Easter: May 20th
Born in 1380, St. Bernardine of Siena left the world at an early age in order to lead a hermit’s life. When he was twenty-two, he entered the Franciscan Order, one of whose glories he is. Having been made General of the Order, he resigned this charge in order to devote himself to preaching. He preached the name of Jesus with such love that it wrought the transformation of many souls. He was instrumental in effecting many conversions. He died at Aquilea, in the midst of his missionary labors, on May 20, 1444, and was canonized six years later.
This feast is celebrated today both in the Ordinary Form and Extraordinary Form of the Roman Rite.
Bernardine was born in Carrara, Italy, in 1380. Even as a boy he nursed the sick during a time of pestilence in Siena. During a severe illness he decided upon entering a monastery and becoming a Franciscan. His superiors assigned him the task of preaching, and he submitted humbly despite a throat affliction. God heard his petition, and the ailment was miraculously cured.

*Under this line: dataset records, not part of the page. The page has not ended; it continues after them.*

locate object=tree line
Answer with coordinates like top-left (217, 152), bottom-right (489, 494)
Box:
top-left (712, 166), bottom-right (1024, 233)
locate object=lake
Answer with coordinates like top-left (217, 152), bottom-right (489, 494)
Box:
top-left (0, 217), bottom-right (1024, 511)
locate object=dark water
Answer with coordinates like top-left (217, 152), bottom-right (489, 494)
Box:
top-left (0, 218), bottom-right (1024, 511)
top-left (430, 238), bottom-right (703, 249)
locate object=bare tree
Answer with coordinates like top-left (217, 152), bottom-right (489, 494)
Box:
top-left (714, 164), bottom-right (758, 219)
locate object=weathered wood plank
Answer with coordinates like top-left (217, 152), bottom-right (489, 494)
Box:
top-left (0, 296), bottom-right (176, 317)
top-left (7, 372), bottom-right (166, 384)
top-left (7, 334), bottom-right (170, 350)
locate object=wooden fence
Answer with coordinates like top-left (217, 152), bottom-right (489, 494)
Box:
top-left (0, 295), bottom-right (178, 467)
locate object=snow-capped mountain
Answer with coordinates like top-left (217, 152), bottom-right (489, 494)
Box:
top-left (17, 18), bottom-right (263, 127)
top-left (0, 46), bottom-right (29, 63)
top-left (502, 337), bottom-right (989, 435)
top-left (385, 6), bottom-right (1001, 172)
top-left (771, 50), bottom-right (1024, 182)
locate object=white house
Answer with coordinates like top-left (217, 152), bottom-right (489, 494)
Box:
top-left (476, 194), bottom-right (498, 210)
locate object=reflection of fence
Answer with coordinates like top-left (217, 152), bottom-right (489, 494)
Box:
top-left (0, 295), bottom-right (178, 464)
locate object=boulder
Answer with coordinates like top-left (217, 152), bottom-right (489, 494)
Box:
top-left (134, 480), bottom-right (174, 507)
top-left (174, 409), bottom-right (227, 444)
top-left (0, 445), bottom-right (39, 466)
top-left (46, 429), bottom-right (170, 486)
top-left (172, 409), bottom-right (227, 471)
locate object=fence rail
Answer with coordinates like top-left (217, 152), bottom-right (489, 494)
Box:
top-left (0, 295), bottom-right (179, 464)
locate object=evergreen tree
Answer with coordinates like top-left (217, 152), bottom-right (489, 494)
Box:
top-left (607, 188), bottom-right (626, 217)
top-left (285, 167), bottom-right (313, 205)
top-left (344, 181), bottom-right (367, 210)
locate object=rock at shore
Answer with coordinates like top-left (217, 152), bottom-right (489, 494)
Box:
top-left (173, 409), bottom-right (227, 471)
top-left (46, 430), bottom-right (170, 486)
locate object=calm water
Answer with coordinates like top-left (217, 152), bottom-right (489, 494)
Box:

A powerful and eloquent preacher (Pius II called him “a second Paul”) and a zealous apostle, Bernardine traveled the length and breadth of Italy, inculcating love and reverence toward the holy Name of Jesus. He exerted a powerful influence upon his contemporaries, inaugurating a genuine reformation within the Church. Seldom has a saint had so many and so distinguished followers (including St. John Capistran). Upon entering a city, Bernardine had a standard carried before him upon which was the holy Name of Jesus (IHS) encircled with twelve golden rays and surmounted by a cross.
When he preached, this symbol was placed alongside the pulpit; or he would hold in his hand a tablet bearing the divine monogram in letters large enough to be visible to the entire audience. It was also his zealous appeals that induced many priests to put the Name of Jesus on the altars and walls of their churches, or to have little cards with the inscription distributed among the people. At his instigation the public buildings in many cities of Italy were adorned with the monogram suitably enlarged, as can still be seen in Siena. At the Council of Florence St. Bernardine labored strenuously to end the schism (1439).